所以,任憑那海嘯如何翻湧,也只能使得水面上的明月倒影蕩漾,而天上明月依舊高懸,不受絲毫影響嗯,這就是鍾黎苦思冥想出來的破招之法。
既然水行劍術難以贏過白鹿師姐這個水行劍仙,那麼他就不只修水了。
他本來就也有一直在研究自學那《歸冥葬月劍》,雖然這套古老的劍法傳承的劍招在如今已經算是落後了,但是他可以將其道韻精華與《白鹿劍法》融合起來。
這一劍【共潮生】便是由此而來。
之前那滾滾長江東逝水的【浪濤盡】只是他將師姐的《白鹿劍法》變的更適合自己的性格而已,使得其劍勢不再是雨中白鹿,而是江河怒蛟。
而現在,他又更進一步了,他的劍法開始脫離白鹿師姐的教導,開始自成一派。
白鹿所掀起的海嘯也終有力竭之時,幾番肆虐之後,波濤平息,而那平靜的水面上,明月的倒影也逐漸清晰,與那天生明月開始對應。
星垂平野闊,月涌大江流。
明月的潮汐之力開始再次影響下方江水,這也使得原本被白鹿的雨水影響從而被奪走的江河怒蛟劍勢再一次被鍾黎奪了回來。
而且,這一次,任憑白鹿的雨水如何充沛,那也再也無法再次動搖鍾黎的劍了。
潮汐奔涌,月照江流。
剛剛平靜下來的水面再起波瀾,起初還很小,但是一波接一波之下,最終滔天的巨浪再次形成,那怒蛟再次於水中肆虐,隨即朝著那依舊踏水而行的皎皎白鹿衝去。
白鹿依舊周身環繞著連綿不斷的雨水,只是這一次雨勢再大,也難以動搖那潮汐的到來了。白髮劍仙子見狀,也是欣慰的笑了。
「不錯,好一招【共潮生】,師弟,你的劍我認可了。

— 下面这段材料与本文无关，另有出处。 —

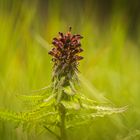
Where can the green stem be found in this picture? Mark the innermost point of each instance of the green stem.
(62, 122)
(58, 137)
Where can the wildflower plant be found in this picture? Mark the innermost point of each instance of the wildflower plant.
(61, 105)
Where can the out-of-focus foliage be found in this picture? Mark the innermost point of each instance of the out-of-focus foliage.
(110, 69)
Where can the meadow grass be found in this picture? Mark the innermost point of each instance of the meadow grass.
(109, 71)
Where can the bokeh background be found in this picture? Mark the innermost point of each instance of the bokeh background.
(110, 69)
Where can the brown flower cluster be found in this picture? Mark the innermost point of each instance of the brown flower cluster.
(67, 48)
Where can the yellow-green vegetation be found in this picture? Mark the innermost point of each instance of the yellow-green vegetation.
(109, 71)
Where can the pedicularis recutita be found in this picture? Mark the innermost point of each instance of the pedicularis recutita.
(60, 106)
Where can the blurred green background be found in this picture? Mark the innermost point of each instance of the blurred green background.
(110, 69)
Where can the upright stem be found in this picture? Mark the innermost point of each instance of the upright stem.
(62, 110)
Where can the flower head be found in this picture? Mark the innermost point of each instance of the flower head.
(66, 52)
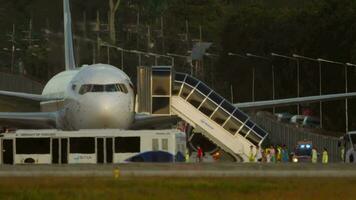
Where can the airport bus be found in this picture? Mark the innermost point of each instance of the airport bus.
(92, 146)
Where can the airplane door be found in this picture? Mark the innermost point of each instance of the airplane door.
(55, 150)
(8, 151)
(109, 150)
(64, 150)
(100, 150)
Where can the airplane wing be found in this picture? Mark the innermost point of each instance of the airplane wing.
(33, 97)
(143, 120)
(28, 119)
(294, 101)
(21, 102)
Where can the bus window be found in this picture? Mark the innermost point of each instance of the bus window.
(165, 144)
(32, 146)
(85, 145)
(155, 146)
(127, 144)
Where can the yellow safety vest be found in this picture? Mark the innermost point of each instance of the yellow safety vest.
(251, 158)
(325, 157)
(314, 156)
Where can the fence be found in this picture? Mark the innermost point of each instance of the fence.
(280, 133)
(19, 83)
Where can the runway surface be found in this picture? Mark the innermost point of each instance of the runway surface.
(183, 170)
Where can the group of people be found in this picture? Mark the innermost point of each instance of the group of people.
(269, 155)
(278, 153)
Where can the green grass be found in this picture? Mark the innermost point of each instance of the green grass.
(176, 188)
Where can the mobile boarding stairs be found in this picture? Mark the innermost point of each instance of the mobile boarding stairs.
(163, 92)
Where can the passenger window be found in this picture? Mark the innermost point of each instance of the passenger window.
(165, 144)
(127, 144)
(123, 88)
(155, 145)
(84, 89)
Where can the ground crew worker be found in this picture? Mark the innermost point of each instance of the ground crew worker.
(325, 159)
(187, 155)
(268, 155)
(272, 152)
(279, 153)
(251, 156)
(200, 154)
(258, 155)
(342, 152)
(314, 155)
(285, 154)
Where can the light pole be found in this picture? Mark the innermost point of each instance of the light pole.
(231, 88)
(342, 64)
(254, 71)
(320, 92)
(188, 59)
(346, 91)
(161, 55)
(298, 75)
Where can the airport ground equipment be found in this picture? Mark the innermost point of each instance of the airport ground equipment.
(91, 146)
(349, 143)
(171, 93)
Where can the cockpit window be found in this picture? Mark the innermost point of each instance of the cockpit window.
(119, 87)
(84, 89)
(123, 88)
(97, 88)
(111, 88)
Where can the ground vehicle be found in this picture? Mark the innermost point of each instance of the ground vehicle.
(283, 117)
(91, 146)
(303, 151)
(305, 121)
(348, 141)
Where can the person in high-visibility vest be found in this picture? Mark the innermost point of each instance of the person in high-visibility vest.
(187, 155)
(325, 158)
(342, 153)
(251, 156)
(314, 155)
(279, 153)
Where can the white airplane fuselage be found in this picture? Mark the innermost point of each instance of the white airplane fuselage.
(95, 96)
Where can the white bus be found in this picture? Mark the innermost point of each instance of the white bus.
(92, 146)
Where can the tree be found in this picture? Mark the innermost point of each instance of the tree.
(112, 13)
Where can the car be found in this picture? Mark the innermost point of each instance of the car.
(305, 121)
(302, 152)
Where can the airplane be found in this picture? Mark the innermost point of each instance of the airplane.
(99, 96)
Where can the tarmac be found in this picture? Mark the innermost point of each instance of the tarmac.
(183, 170)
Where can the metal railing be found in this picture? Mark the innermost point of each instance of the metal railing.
(222, 112)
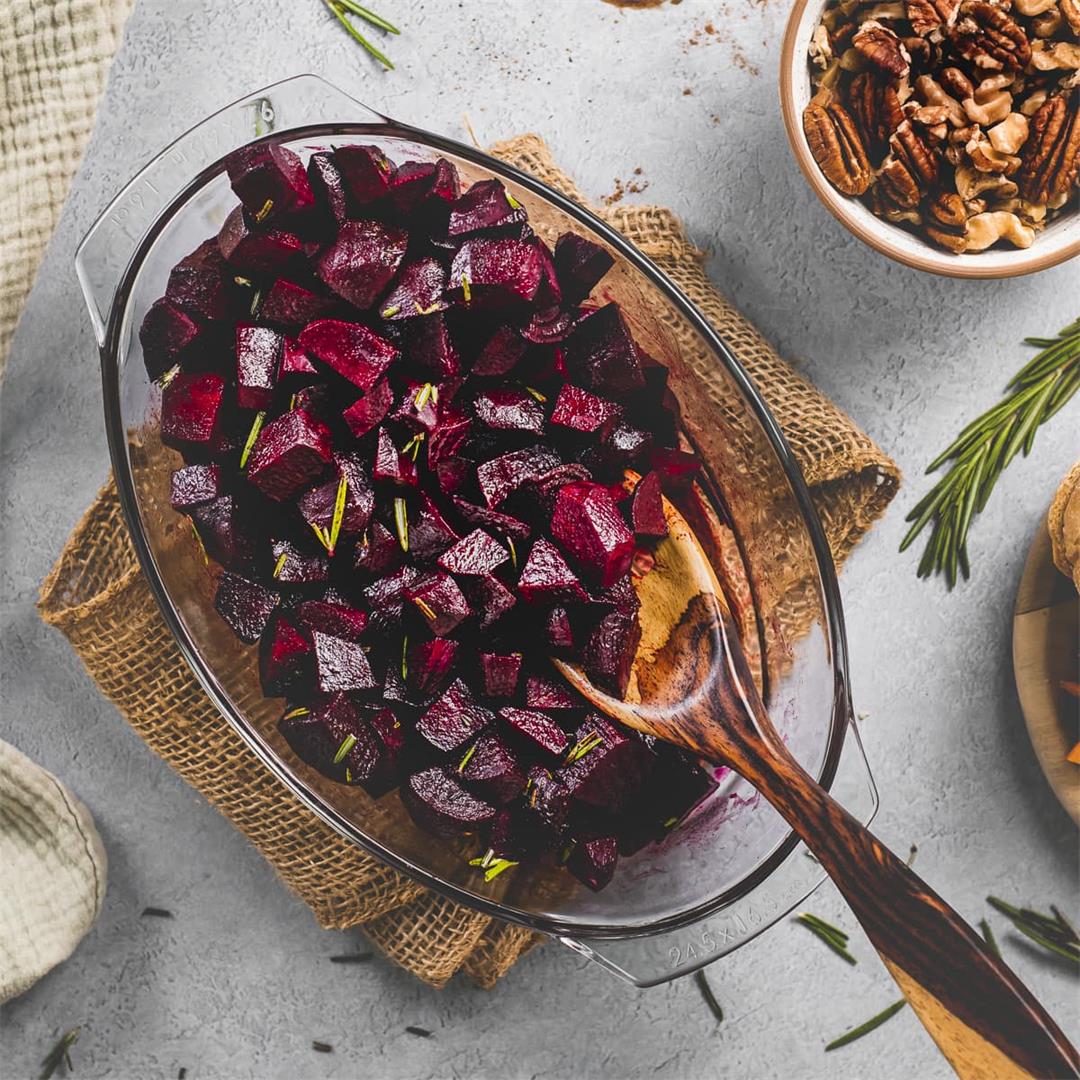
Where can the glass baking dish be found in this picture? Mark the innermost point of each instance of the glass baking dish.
(734, 868)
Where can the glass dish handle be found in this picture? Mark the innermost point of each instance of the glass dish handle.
(108, 246)
(659, 958)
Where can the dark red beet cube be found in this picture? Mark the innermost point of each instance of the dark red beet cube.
(476, 554)
(647, 508)
(548, 579)
(258, 355)
(362, 260)
(288, 454)
(194, 485)
(490, 768)
(539, 731)
(192, 413)
(340, 664)
(454, 719)
(355, 352)
(441, 805)
(244, 605)
(589, 526)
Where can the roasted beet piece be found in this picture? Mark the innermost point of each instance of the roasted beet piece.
(454, 718)
(244, 605)
(258, 355)
(548, 579)
(499, 673)
(166, 336)
(490, 768)
(192, 414)
(352, 350)
(593, 862)
(439, 598)
(589, 526)
(362, 260)
(509, 409)
(194, 485)
(647, 508)
(579, 265)
(602, 354)
(288, 454)
(538, 730)
(476, 554)
(418, 291)
(270, 180)
(440, 805)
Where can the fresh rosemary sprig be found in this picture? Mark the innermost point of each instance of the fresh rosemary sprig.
(983, 450)
(340, 7)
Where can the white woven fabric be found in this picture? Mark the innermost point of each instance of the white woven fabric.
(53, 61)
(52, 872)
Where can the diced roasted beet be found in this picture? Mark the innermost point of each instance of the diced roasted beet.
(418, 291)
(341, 620)
(488, 597)
(540, 731)
(244, 605)
(289, 305)
(485, 205)
(285, 656)
(509, 409)
(579, 264)
(270, 180)
(194, 485)
(192, 413)
(490, 768)
(368, 412)
(362, 260)
(496, 270)
(499, 477)
(289, 453)
(429, 664)
(548, 579)
(366, 172)
(593, 862)
(601, 353)
(292, 566)
(200, 283)
(166, 335)
(256, 252)
(377, 551)
(589, 526)
(340, 664)
(476, 554)
(647, 508)
(499, 673)
(391, 466)
(352, 350)
(258, 355)
(581, 410)
(441, 805)
(439, 598)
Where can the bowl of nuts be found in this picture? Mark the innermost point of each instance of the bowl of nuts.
(944, 133)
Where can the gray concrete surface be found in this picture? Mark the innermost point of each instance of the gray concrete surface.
(239, 984)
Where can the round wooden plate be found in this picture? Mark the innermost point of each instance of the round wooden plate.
(1045, 647)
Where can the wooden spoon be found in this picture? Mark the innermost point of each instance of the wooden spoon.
(690, 685)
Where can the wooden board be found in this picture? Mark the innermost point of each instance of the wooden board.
(1045, 651)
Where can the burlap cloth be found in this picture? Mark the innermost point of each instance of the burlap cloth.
(97, 596)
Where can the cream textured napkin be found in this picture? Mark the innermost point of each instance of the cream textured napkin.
(52, 872)
(54, 56)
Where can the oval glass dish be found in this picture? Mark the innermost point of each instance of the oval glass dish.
(733, 868)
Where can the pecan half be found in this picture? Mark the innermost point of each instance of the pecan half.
(835, 144)
(1051, 160)
(882, 49)
(988, 38)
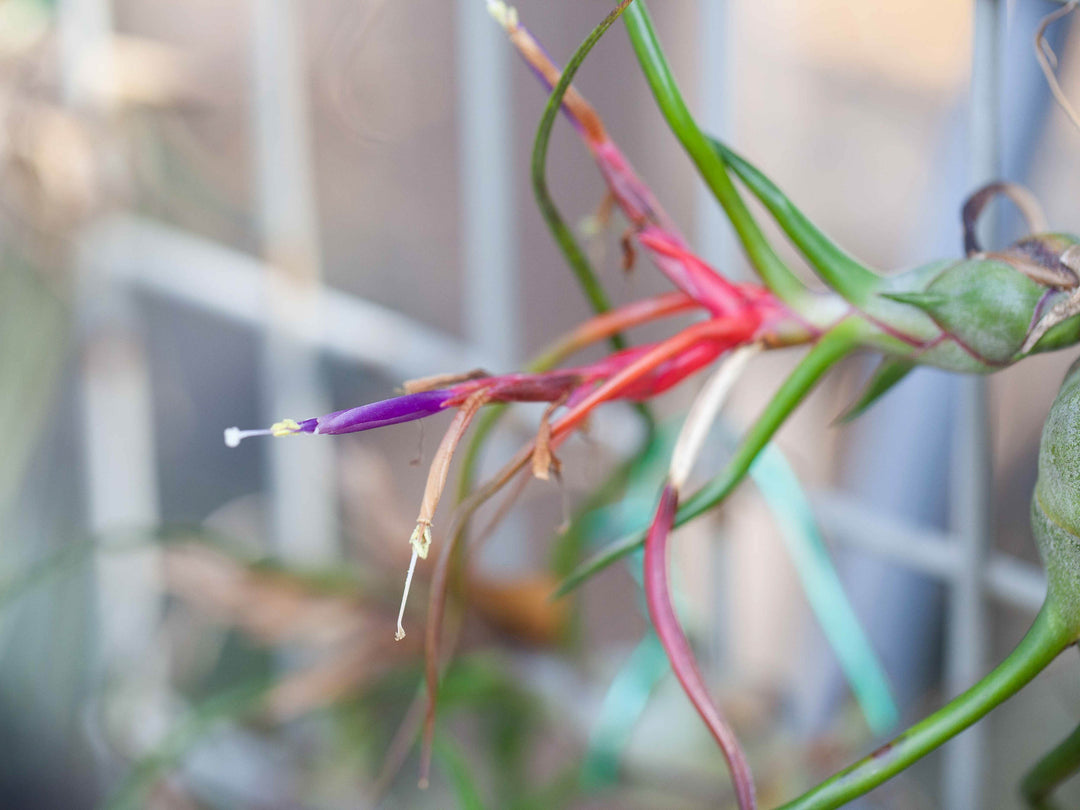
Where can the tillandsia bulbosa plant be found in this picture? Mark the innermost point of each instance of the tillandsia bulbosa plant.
(973, 313)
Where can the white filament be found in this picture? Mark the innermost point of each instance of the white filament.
(703, 412)
(400, 634)
(233, 435)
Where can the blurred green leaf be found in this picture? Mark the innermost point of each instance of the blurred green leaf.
(454, 763)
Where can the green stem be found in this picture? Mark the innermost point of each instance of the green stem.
(1043, 642)
(831, 348)
(841, 272)
(773, 271)
(1050, 771)
(559, 231)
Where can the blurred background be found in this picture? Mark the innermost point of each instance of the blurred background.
(227, 213)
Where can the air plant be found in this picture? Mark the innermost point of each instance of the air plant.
(975, 313)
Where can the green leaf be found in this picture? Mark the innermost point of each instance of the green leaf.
(890, 372)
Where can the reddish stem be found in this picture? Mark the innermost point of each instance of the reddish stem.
(730, 332)
(679, 655)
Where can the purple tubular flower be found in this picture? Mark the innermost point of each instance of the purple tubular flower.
(375, 415)
(380, 414)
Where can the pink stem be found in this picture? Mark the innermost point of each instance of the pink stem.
(679, 655)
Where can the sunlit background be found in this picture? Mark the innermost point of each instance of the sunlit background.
(227, 213)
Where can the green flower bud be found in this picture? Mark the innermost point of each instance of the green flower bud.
(995, 308)
(1055, 508)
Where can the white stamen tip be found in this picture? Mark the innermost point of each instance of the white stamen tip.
(233, 435)
(504, 15)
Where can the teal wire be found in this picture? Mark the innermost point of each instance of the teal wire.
(791, 508)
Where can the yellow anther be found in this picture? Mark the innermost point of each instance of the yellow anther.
(284, 428)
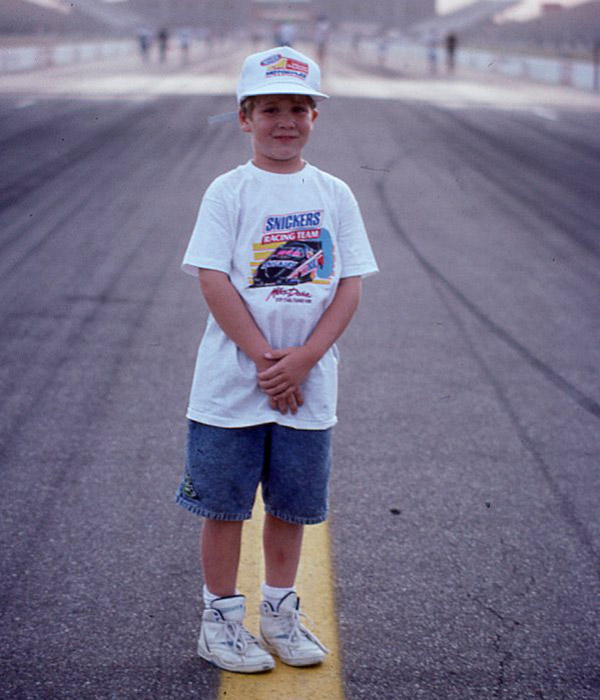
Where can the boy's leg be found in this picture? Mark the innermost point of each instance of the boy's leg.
(224, 641)
(282, 542)
(282, 632)
(221, 545)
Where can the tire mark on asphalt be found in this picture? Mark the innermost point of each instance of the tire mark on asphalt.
(567, 219)
(587, 403)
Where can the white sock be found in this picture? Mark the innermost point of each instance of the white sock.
(273, 595)
(209, 598)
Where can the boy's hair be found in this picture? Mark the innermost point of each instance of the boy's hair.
(249, 103)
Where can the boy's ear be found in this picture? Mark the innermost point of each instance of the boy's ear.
(243, 121)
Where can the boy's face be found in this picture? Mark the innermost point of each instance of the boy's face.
(280, 126)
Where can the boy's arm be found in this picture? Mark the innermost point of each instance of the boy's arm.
(232, 315)
(294, 364)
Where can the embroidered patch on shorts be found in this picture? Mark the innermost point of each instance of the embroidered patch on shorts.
(187, 488)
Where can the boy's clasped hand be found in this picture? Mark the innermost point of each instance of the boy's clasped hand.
(282, 374)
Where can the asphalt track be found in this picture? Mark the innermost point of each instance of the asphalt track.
(464, 534)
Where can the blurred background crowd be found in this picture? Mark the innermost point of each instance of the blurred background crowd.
(562, 28)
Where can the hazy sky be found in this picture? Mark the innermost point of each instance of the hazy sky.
(526, 8)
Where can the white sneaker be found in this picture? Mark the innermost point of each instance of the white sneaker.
(225, 642)
(282, 634)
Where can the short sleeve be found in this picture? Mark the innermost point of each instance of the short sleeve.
(212, 240)
(356, 254)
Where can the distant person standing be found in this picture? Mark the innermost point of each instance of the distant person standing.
(184, 44)
(451, 46)
(432, 47)
(322, 31)
(163, 44)
(144, 40)
(286, 34)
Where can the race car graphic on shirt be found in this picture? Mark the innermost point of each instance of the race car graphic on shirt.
(294, 262)
(288, 255)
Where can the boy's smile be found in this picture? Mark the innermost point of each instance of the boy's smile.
(280, 126)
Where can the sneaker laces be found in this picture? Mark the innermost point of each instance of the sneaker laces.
(297, 629)
(239, 636)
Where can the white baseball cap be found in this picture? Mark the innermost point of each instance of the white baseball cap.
(280, 71)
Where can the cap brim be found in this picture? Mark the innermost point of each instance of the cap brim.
(281, 88)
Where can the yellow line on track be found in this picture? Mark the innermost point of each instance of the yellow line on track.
(315, 588)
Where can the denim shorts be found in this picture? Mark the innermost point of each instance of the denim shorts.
(224, 467)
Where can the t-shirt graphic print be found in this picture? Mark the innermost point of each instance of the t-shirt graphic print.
(293, 250)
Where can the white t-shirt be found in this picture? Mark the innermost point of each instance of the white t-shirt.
(285, 240)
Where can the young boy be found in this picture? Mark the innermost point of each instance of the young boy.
(279, 247)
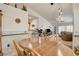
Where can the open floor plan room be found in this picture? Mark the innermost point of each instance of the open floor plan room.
(39, 29)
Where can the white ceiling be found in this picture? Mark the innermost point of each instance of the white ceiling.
(50, 12)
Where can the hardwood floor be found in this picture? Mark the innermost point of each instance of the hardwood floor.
(48, 48)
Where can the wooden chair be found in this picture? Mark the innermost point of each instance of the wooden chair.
(19, 49)
(31, 52)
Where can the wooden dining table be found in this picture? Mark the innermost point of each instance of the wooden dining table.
(46, 47)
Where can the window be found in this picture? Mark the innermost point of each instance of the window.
(68, 28)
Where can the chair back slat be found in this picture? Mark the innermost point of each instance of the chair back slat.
(19, 49)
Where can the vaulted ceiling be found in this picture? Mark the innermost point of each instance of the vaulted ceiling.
(50, 12)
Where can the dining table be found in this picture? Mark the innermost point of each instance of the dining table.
(47, 47)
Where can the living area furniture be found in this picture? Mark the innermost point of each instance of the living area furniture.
(66, 36)
(48, 47)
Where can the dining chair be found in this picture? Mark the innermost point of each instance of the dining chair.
(31, 52)
(19, 49)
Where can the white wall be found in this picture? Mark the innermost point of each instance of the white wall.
(42, 23)
(9, 26)
(76, 24)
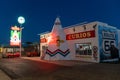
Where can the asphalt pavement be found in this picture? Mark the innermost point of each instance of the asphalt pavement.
(32, 68)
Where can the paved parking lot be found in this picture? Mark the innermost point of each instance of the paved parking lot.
(34, 69)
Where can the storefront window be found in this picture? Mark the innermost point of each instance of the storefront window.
(83, 49)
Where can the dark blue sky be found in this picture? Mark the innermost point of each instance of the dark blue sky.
(40, 15)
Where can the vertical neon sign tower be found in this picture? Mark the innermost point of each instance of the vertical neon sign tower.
(21, 20)
(15, 36)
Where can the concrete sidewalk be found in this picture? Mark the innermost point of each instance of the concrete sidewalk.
(59, 62)
(3, 76)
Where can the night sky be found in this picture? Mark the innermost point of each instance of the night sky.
(41, 14)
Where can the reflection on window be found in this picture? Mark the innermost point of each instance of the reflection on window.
(83, 49)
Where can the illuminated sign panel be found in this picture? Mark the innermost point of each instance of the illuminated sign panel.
(81, 35)
(43, 40)
(15, 36)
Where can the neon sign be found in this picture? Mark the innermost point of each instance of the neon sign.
(15, 36)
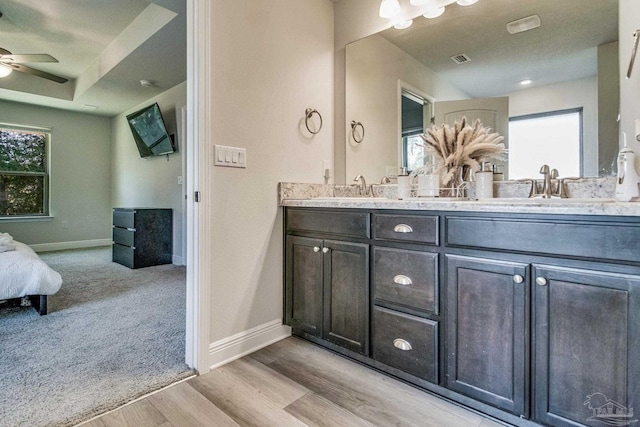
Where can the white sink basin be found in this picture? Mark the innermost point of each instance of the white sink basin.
(539, 200)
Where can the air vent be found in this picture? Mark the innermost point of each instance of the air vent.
(460, 58)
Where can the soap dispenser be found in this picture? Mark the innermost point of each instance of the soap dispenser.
(627, 181)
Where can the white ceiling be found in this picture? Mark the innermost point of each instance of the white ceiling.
(562, 48)
(104, 48)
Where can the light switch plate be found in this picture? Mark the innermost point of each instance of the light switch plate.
(233, 157)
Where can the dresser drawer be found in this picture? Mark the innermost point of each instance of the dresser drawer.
(124, 218)
(353, 224)
(407, 278)
(406, 228)
(405, 342)
(124, 236)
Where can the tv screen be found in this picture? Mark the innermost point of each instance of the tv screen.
(150, 132)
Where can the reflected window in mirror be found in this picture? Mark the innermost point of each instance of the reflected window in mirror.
(553, 138)
(416, 113)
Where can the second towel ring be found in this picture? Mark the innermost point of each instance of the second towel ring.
(308, 114)
(354, 125)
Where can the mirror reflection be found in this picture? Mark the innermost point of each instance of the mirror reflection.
(468, 53)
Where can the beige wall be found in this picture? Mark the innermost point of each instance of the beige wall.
(80, 180)
(629, 88)
(270, 60)
(151, 182)
(373, 68)
(562, 96)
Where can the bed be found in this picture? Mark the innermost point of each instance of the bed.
(24, 275)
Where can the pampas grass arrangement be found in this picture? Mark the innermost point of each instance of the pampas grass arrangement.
(462, 145)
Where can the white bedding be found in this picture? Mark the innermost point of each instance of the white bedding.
(23, 273)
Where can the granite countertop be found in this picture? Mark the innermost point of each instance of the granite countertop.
(324, 196)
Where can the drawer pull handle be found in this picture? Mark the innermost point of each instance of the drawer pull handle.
(402, 344)
(403, 228)
(403, 280)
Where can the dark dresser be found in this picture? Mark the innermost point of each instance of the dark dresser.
(142, 237)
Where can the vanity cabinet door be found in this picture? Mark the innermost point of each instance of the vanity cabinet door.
(587, 347)
(304, 277)
(487, 331)
(346, 294)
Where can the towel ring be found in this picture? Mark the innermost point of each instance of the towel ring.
(354, 125)
(308, 114)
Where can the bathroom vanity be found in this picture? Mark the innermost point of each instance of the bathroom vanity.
(530, 314)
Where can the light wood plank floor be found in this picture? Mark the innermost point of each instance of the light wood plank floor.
(291, 383)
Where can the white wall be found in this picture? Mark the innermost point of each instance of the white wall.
(80, 177)
(373, 67)
(151, 182)
(629, 88)
(270, 60)
(562, 96)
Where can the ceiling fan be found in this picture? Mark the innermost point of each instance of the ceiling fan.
(16, 63)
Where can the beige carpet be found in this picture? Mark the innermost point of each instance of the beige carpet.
(112, 334)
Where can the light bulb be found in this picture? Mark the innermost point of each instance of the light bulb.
(5, 70)
(389, 8)
(434, 13)
(403, 25)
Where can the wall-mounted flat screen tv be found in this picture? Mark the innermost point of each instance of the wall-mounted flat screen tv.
(150, 132)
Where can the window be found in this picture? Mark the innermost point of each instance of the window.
(23, 172)
(553, 138)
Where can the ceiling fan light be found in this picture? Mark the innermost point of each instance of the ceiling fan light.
(389, 8)
(434, 13)
(5, 70)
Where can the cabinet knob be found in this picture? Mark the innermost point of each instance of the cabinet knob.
(403, 228)
(541, 281)
(403, 280)
(403, 345)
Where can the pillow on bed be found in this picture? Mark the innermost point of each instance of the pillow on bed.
(23, 273)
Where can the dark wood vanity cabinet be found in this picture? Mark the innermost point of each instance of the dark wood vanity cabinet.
(587, 346)
(488, 331)
(327, 283)
(532, 319)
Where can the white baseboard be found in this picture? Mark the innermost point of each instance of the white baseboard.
(234, 347)
(80, 244)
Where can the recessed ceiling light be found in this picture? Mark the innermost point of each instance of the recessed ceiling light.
(434, 13)
(403, 25)
(524, 24)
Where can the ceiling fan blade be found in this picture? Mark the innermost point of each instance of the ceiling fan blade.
(19, 59)
(43, 74)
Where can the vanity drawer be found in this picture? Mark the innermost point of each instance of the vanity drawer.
(354, 224)
(406, 278)
(406, 228)
(405, 342)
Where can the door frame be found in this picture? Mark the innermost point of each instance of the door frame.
(198, 107)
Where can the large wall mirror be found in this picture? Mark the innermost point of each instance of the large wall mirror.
(571, 59)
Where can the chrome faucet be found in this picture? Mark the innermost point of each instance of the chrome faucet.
(364, 191)
(546, 186)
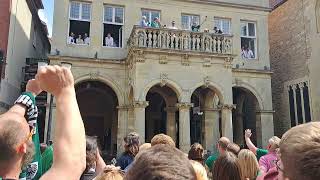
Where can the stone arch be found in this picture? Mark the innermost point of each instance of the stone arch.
(251, 89)
(211, 85)
(104, 79)
(171, 84)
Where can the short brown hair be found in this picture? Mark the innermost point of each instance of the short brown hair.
(227, 167)
(234, 148)
(300, 152)
(162, 139)
(161, 162)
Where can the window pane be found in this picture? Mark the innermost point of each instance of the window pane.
(86, 11)
(185, 22)
(251, 27)
(243, 29)
(108, 12)
(226, 26)
(75, 10)
(119, 15)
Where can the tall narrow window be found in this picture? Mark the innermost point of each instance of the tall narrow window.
(79, 23)
(291, 106)
(113, 26)
(222, 24)
(248, 40)
(188, 20)
(150, 15)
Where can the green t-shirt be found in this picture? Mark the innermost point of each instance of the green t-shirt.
(211, 159)
(47, 159)
(261, 152)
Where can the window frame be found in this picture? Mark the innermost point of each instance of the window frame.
(220, 19)
(149, 18)
(255, 37)
(113, 23)
(80, 11)
(189, 19)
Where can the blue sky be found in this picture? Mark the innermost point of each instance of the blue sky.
(47, 14)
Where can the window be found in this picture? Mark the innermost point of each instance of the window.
(150, 14)
(222, 24)
(79, 23)
(188, 20)
(248, 40)
(113, 26)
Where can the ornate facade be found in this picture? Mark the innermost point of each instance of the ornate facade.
(193, 86)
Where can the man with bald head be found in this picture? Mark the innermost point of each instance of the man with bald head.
(222, 145)
(69, 135)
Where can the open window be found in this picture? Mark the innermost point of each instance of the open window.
(79, 23)
(113, 26)
(248, 40)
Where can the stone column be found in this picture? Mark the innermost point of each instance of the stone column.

」
她心中也是不知道第多少次的讚嘆著師弟悟性之妖孽,這才學劍多久啊,就已經超脫自己這個劍術老師的教導了,這假以時日,師弟究競能達到什麼境界,她都有點不敢想。
不過..
未來可期那也得未來已至才行。
至於現在. ...
白鹿鹿蹄輕踏,由水轉冰。
別忘了她的仙號是冰魄仙子,寒光劍仙,她主修的並不是純粹的水法,而是冰法。
這隨身的暴雨不過是她災獸體質自帶的異象而已,以前她只是陪師弟玩玩而已,而現在的師弟已經值得她稍微認真起來了。
她的頭頂是有著四隻鹿角了,一對大的,一對小的,而現在那對原本小巧可愛的鹿角開始急速生長,但不是骨質的鹿角,而是晶瑩剔透的冰晶。
很快,這冰晶鹿角就已然生長的超越了原本那對正常的大鹿角,甚至反向開始影響那對正常的鹿角,將其拚接包裹起來。
最終形成了一對大的有些誇張的潔白冰晶之角。
冰角白鹿,身姿皎皎,尤其是在鍾黎的月光照耀之下,更是神聖無比,超然物外。
月中鍾黎也不由的被這份美麗所吸引,但是他心中的靈感已經在瘋狂報警了。
「我去,危險,溜了溜了。」
他當即從師姐的驚艷之中驚醒,隨即慌忙想要撤退,但是晚了。
「呼...」
白鹿深呼吸了一口氣,便有白色的霧氣從她口中呼出,隨後她看著面前的潮汐,平靜的舉起手中劍,一劍橫斬。
凜冽的劍光劃破長空,劍氣所過之處,千里冰封,萬里雪飄。
鍾黎那好不容易才掀起的江潮被瞬間冰封,劍氣潮水之中那肆虐的怒蛟還保持著之前那兇惡的模樣,卻也只能永遠停滯於此了。
那一輪劍氣甚至直衝天上明月,讓那原本想要要開溜的月亮也瞬間染霜。
「我去,凍死我了,冷啊。」
明月驟然破碎,顯露出鍾黎那冷的雙手抱肩,直打擺子的身形。
很顯然,今天的鬥劍,他又輸了。
「啊切,師姐,你這又是什麼劍啊,你之前可沒教過我這個。」
他目光幽怨的看著對面收劍的師姐。
雖然師姐剛剛已經最後已經收力了,要不然他現在可就不只是打噴嚏了,而是直接成為冰雕了。「嗬嗬,師弟,你沒學過的東西多了去了,你總不能幾個月就把我這幾百年的劍術學完吧。」白鹿也是笑了,不是平日裡的虛假笑容,而是難得的發自真心。
「別急,以後我會一點點都教給你的。」
她上前伸手替師弟拂去身上冰霜,吸走了師弟身上的冰魄劍意,補充道。
「多謝師姐。」
鍾黎也總算是覺得暖和了,他開口道謝著。
「這才是真正的以劍論道啊」
一旁的白舒月喃喃自語,握劍的手微微發顫。
她突然明悟,寒梅書院中規中矩的演武,比起這般生死一線的磨礪,簡直如同稚子描紅。
難怪她的劍勢比起鍾黎道友的劍勢就如同小貓遇到了猛虎啊,原來鍾道友的劍勢天天都是在這般壓力之下被磨礪出來的。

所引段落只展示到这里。